QPR Suicide Prevention Gatekeeper Training

The QPR Suicide Prevention Gatekeeper Training is an informative event to learn simple steps that could help you save a life from suicide.  The event will be held on Monday, September 11, 2017, from 7:00 PM to 8:30 PM or Monday, November 6, 2017, from 7:00 PM to 8:30 PM.  You can register using the form below.  Also, for additional information, please see the FAQ section below the form.

QPR Suicide Prevention Training Form

FAQ Section

What are the dates for the event?
Monday, September 11, 2017 or
Monday, November 6, 2017

What is the time for each session?
7:00 PM – 8:30 PM

Do I need to attend both days?
The training is being offered on two separate days for convenience purposes.  You do not have to attend both sessions (the same material will be taught in each session).  If you would like to attend both days, simply submit two separate forms.

What is the location for this training?
Heritage Church – Sterling Heights Campus

Is there a cost to attend this training?
No.  There is no cost to attend this community training event.

How do I register for this training?
Complete and submit the form shown above.

What does QPR mean?
QPR stands for Question, Persuade, and Refer — the 3 simple steps anyone can learn to help save a life from suicide.
Just as people trained in CPR and the Heimlich Maneuver help save thousands of lives each year, people trained in QPR learn how to recognize the warning signs of a suicide crisis and how to question, persuade, and refer someone to help.
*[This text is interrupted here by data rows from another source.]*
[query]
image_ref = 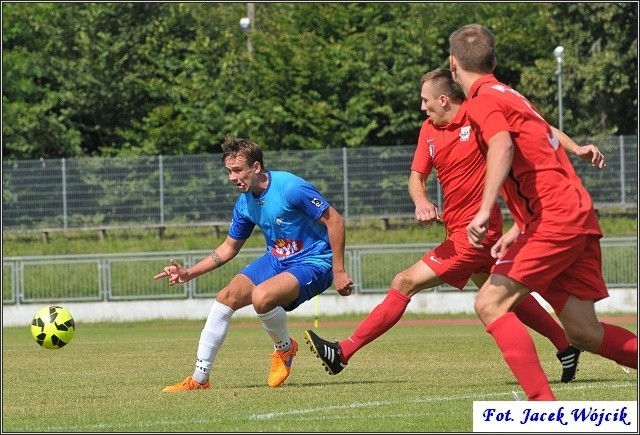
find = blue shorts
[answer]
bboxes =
[239,253,333,311]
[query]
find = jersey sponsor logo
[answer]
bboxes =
[460,125,471,142]
[429,255,442,264]
[496,260,513,264]
[271,239,304,258]
[427,137,436,158]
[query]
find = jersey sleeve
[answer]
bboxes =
[411,121,433,175]
[468,95,513,143]
[286,181,330,221]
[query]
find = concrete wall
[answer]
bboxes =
[2,288,638,327]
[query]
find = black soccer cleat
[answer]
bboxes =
[304,330,347,375]
[556,345,582,384]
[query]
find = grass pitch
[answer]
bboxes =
[2,316,638,432]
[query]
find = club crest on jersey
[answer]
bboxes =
[460,125,471,142]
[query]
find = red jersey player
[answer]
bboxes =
[449,24,638,400]
[305,68,604,382]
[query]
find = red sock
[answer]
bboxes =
[596,323,638,370]
[340,288,411,364]
[487,312,555,400]
[513,295,569,352]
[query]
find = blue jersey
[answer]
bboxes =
[229,171,332,267]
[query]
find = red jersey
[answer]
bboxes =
[411,101,502,233]
[467,74,602,236]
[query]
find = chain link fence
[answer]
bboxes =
[2,136,638,230]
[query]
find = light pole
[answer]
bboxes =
[553,45,564,131]
[239,3,256,58]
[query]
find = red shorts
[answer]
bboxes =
[422,231,500,290]
[491,231,609,313]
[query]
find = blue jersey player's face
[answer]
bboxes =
[224,154,264,193]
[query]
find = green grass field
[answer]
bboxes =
[2,315,638,432]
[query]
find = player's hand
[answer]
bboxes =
[416,201,442,224]
[467,212,489,248]
[576,144,607,169]
[153,258,189,285]
[333,271,353,296]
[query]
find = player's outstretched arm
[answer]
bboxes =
[153,236,245,285]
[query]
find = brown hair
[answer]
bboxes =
[420,68,465,104]
[449,24,496,74]
[220,137,264,169]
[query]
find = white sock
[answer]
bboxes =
[193,301,234,384]
[258,307,291,351]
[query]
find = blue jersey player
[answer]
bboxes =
[154,138,353,393]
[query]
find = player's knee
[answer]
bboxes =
[391,270,416,297]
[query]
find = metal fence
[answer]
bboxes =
[2,136,638,230]
[2,237,638,304]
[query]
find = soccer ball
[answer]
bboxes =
[31,305,76,349]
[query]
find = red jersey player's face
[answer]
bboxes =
[224,154,260,193]
[420,81,448,126]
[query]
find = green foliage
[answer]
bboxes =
[2,2,638,160]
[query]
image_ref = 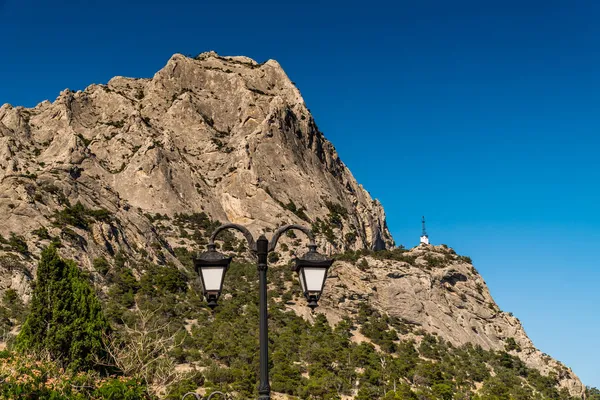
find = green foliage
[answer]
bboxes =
[54,201,111,230]
[0,351,153,400]
[16,246,110,371]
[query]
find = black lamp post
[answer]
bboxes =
[194,224,333,400]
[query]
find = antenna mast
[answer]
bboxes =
[421,216,429,244]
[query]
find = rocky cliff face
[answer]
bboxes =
[304,244,585,397]
[0,52,393,296]
[0,52,584,396]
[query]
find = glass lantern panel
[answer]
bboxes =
[304,267,327,292]
[201,267,225,292]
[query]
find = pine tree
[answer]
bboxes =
[16,245,110,371]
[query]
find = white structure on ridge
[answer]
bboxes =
[421,217,429,244]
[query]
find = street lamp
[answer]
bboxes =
[294,245,333,310]
[194,243,232,309]
[194,224,333,400]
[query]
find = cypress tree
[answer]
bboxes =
[16,245,110,371]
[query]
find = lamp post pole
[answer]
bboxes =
[194,224,333,400]
[256,235,271,400]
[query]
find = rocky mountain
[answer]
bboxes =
[0,52,585,397]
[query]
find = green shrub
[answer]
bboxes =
[16,246,110,371]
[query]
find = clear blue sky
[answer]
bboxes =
[0,0,600,387]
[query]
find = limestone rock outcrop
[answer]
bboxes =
[0,52,584,395]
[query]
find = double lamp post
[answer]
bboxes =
[194,224,333,400]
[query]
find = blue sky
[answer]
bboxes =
[0,0,600,386]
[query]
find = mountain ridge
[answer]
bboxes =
[0,52,585,396]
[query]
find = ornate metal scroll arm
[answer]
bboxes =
[269,225,317,252]
[208,224,256,253]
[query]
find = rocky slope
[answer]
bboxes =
[0,52,584,396]
[304,244,585,397]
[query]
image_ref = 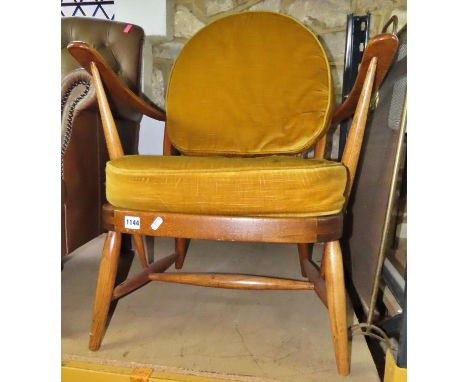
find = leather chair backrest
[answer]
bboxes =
[166,11,334,156]
[61,17,145,94]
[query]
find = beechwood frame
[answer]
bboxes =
[68,33,398,375]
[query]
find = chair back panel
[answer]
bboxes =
[166,12,334,156]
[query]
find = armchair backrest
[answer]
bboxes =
[61,17,145,94]
[166,12,334,156]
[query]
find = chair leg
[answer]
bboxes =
[297,243,313,277]
[144,236,154,264]
[88,231,122,351]
[175,238,190,269]
[132,234,148,268]
[324,241,349,375]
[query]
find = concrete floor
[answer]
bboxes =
[62,236,379,382]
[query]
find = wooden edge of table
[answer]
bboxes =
[102,204,343,244]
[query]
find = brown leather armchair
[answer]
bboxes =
[61,17,144,256]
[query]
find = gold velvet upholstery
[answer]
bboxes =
[166,12,334,156]
[106,155,346,216]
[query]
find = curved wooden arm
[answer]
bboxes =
[67,41,166,121]
[332,33,398,124]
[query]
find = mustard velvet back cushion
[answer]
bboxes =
[166,12,333,156]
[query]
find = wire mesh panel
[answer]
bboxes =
[344,27,407,307]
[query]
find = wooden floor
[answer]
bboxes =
[62,237,379,382]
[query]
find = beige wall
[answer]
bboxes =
[150,0,406,107]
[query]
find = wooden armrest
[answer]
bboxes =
[332,33,398,124]
[67,41,166,121]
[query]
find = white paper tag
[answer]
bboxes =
[124,216,140,229]
[151,216,163,231]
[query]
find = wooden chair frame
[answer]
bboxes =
[68,30,398,375]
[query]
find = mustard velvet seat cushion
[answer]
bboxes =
[166,12,334,156]
[106,155,347,216]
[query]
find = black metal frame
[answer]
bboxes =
[338,13,371,159]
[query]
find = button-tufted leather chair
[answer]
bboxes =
[61,17,144,256]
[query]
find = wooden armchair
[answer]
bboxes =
[68,12,398,375]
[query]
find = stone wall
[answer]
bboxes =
[151,0,406,108]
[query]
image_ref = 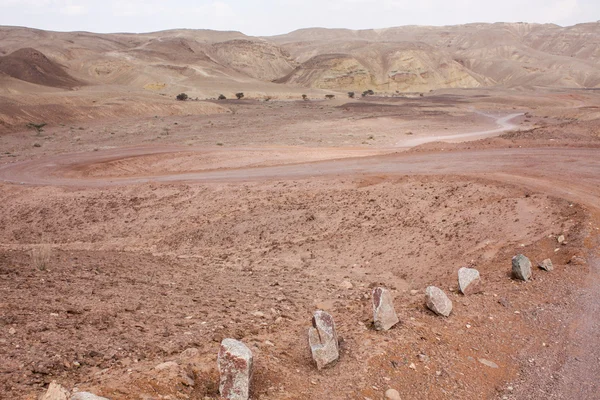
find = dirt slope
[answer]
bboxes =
[0,48,83,89]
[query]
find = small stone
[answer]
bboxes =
[373,287,400,331]
[154,361,179,371]
[425,286,452,317]
[340,281,354,290]
[71,392,109,400]
[308,310,340,369]
[40,381,70,400]
[512,254,531,281]
[479,358,498,368]
[218,339,253,400]
[538,258,554,271]
[458,267,481,295]
[569,256,587,265]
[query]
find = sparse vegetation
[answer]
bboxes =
[27,122,48,136]
[31,244,51,271]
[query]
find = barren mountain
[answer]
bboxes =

Each year thousands of Americans, like you, are saying “Yes” to saving the life of a friend, colleague, sibling, or neighbor.

What is a Gatekeeper?
According to the Surgeon General’s National Strategy for Suicide Prevention (2001), a gatekeeper is someone in a position to recognize a crisis and the warning signs that someone may be contemplating suicide. Gatekeepers can be anyone, but include parents, friends, neighbors, teachers, ministers, doctors, nurses, office supervisors, squad leaders, foremen, police officers, advisors, caseworkers, firefighters, and many others who are strategically positioned to recognize and refer someone at risk of suicide.